Jesus Ibarra

Personal information
- Date of birth: November 10, 1997 (age 28)
- Place of birth: San Diego, California, United States
- Height: 1.78 m (5 ft 10 in)
- Position: Midfielder

Team information
- Current team: Carolina Core FC
- Number: 22

Youth career
- 2013–2016: EWSA Hammers
- 2016: Wilmington Hammerheads

Senior career*
- Years: Team / Apps / (Gls)
- 2018: West Virginia Alliance / 13 / (5)
- 2018: Greenville FC / 7 / (2)
- 2019–2020: Boden / 25 / (6)
- 2020: Charleston Battery / 4 / (0)
- 2021–2022: Greenville Triumph / 46 / (3)
- 2023–2025: Chattanooga FC / 30 / (10)
- 2025–: Carolina Core FC / 7 / (2)

= Jesus Ibarra =

American soccer player (born 1997)

Jesus Ibarra (born November 10, 1997) is an American soccer player who plays as a forward for Carolina Core FC in MLS Next Pro.

==Career==
===Charleston Battery===
In February 2020, Ibarra joined USL Championship club Charleston Battery, the club's fourth signing prior to the 2020 USL Championship season.

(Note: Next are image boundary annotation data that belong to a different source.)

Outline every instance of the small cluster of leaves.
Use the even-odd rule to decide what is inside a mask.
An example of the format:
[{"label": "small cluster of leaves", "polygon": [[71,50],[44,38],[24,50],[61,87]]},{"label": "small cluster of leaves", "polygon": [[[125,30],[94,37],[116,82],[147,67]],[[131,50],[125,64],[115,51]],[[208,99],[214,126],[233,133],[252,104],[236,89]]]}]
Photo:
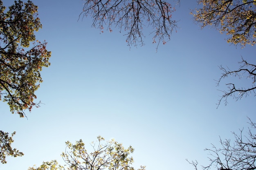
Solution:
[{"label": "small cluster of leaves", "polygon": [[228,42],[242,47],[255,44],[256,1],[199,0],[198,2],[203,7],[194,10],[193,15],[202,27],[213,26],[230,35]]},{"label": "small cluster of leaves", "polygon": [[[121,144],[114,139],[102,144],[105,139],[99,136],[97,142],[91,146],[93,152],[88,152],[82,141],[72,144],[67,141],[65,152],[61,156],[67,163],[65,168],[68,170],[134,170],[131,166],[133,162],[132,157],[129,155],[134,151],[131,146],[126,149]],[[67,167],[66,167],[67,166]],[[64,167],[58,165],[56,161],[44,162],[38,168],[30,168],[29,170],[64,170]],[[145,170],[145,166],[141,166],[138,170]]]},{"label": "small cluster of leaves", "polygon": [[170,39],[170,35],[177,28],[176,21],[172,20],[175,11],[171,4],[162,0],[85,0],[83,11],[80,16],[90,15],[93,19],[92,26],[103,32],[104,25],[112,31],[111,28],[117,27],[127,31],[128,45],[144,45],[142,31],[146,25],[154,30],[153,43],[156,38],[165,44],[165,38]]},{"label": "small cluster of leaves", "polygon": [[37,6],[20,0],[4,13],[0,0],[0,100],[7,102],[12,113],[20,117],[39,103],[35,92],[42,82],[40,71],[50,64],[47,43],[36,40],[35,31],[42,27]]},{"label": "small cluster of leaves", "polygon": [[0,130],[0,161],[2,163],[7,163],[7,156],[16,157],[23,155],[22,152],[16,148],[11,148],[11,143],[13,142],[12,137],[15,135],[15,133],[14,132],[9,137],[9,133]]}]

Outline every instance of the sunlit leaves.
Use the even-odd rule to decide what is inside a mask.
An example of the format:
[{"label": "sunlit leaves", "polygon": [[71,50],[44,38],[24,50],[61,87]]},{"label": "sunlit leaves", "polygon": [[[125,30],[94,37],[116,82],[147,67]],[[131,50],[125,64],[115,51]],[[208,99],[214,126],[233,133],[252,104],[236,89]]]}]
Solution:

He made his league debut for the club on July 19, 2020, against the Birmingham Legion.

===Greenville Triumph===
In April 2021, Ibarra joined USL League One side Greenville Triumph SC ahead of the 2021 season. Ibarra signed a new contract with Triumph SC in January 2022.

===Chattanooga FC===
In June 2023, Ibarra signed with Chattanooga FC of the National Independent Soccer Association.